Deloitte’s survey indicates a troubling lack of alignment within the C-suite when it comes to decision-making. Only a quarter of CMOs completely agree their companies have clearly defined decision-making processes, and only about 20 percent say decisions are made by an inclusive and diverse group of stakeholders. Now is the time for CMOs to become more assertive. Decision-making is a collaborative process, and CMOs will want to take a proactive approach to building strong relationships across the C-suite. Becoming well-versed in other parts of the business, understanding how those pieces are evolving, and helping identify the risks associated with Industry 4.0 will also be important.

At the same time, CMOs will want to share their knowledge about the marketing function. As companies look to create more human experiences with their customers, it is essential the voice of the consumer not get lost. It’s important to use the information gleaned from consumers to provide insight that supports and strengthens colleagues’ initiatives. Only one-fifth of surveyed CMOs believe their organizations are using data-driven insights to fuel decision-making. CMOs can take this opportunity to push that forward.

Identify talent requirements

All members of the C-suite are being challenged to attract and retain employees who have the skills needed to succeed in Industry 4.0, yet many are not sure what that means. About half (46 percent) of executives surveyed indicate one of their top challenges regarding talent for Industry 4.0 is understanding what abilities might be needed. Among senior executives, CIOs express the most confidence about knowing what they require. CMOs may want to take this opportunity to connect and collaborate with their CIO counterparts to help identify the five areas of highest priority.

Focusing only on technical skills would be a mistake, however. A large part of marketing is making and maintaining human connections. CMOs will want to concentrate on areas that will help the company stay close to the consumer. Softer skills such as creativity, cognitive flexibility, and emotional intelligence will remain important even as organizations’ technical capabilities grow. Emphasizing these areas can also help recruit and keep the next generation of talent. In Deloitte Global’s 2018 Millennial Survey, this group listed interpersonal skills, confidence/motivation, ethics/integrity, and critical thinking as the top four abilities employers need to ensure long-term success.
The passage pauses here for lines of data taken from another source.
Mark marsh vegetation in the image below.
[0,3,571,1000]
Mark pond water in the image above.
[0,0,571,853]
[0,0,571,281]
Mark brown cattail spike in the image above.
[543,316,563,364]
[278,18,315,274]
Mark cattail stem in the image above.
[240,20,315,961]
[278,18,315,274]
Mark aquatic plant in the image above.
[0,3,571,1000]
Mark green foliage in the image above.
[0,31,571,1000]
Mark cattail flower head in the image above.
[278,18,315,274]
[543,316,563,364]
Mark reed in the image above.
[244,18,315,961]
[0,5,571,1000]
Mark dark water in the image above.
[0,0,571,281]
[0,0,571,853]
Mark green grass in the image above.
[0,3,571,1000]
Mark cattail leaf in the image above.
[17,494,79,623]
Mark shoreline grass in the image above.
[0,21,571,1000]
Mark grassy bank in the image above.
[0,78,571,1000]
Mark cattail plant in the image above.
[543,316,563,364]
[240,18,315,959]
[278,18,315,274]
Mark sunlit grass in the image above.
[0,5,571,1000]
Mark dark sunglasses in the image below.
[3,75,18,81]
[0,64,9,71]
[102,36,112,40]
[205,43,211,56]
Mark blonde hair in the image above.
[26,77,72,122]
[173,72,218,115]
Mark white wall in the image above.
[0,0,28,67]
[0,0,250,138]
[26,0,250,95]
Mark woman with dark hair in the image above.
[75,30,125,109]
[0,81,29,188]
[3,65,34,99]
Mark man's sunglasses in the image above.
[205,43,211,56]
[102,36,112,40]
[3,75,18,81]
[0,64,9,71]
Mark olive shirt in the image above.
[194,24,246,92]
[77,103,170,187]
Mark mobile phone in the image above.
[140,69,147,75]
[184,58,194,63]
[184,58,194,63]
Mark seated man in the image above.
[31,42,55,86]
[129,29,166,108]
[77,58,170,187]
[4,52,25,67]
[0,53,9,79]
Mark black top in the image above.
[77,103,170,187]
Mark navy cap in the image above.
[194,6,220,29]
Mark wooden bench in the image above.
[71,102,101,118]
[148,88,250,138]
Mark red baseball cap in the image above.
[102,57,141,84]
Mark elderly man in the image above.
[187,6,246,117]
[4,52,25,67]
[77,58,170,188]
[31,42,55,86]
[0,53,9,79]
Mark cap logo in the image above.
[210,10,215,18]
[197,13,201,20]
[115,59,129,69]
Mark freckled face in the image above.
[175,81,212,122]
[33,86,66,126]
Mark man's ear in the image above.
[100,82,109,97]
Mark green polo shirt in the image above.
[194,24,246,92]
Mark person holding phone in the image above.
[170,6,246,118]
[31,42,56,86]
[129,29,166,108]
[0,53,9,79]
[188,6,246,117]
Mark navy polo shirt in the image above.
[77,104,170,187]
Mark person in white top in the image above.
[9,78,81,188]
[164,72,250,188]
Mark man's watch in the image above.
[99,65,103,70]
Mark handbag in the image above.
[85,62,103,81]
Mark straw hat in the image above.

Industry 4.0 is fast approaching, if not already here. Deloitte’s recent readiness survey reveals many executives are beginning to understand the enormity of the challenges it brings. When it comes to four areas of impact that may prove important in this new era—societal impact, innovation, decision-making, and talent—CMOs have an opportunity to take a lead in preparing their organizations for the future and enhancing their own readiness to drive growth.

Endnotes:

1. This research is based on a survey of 2,042 global executives conducted by Forbes Insights in June-August 2018. Survey respondents represented 19 countries from the Americas, Asia, and Europe as well as all major industry sectors. All survey respondents were C-level executives, including CEOs/presidents, COOs, CFOs, CMOs, CIOs, and CTOs. All executives represented organizations with revenue of $1 billion or more, with half (50.1 percent) from organizations with more than $5 billion in revenue. Additionally, Forbes Insights and Deloitte Global conducted one-on-one interviews with global industry leaders and academics.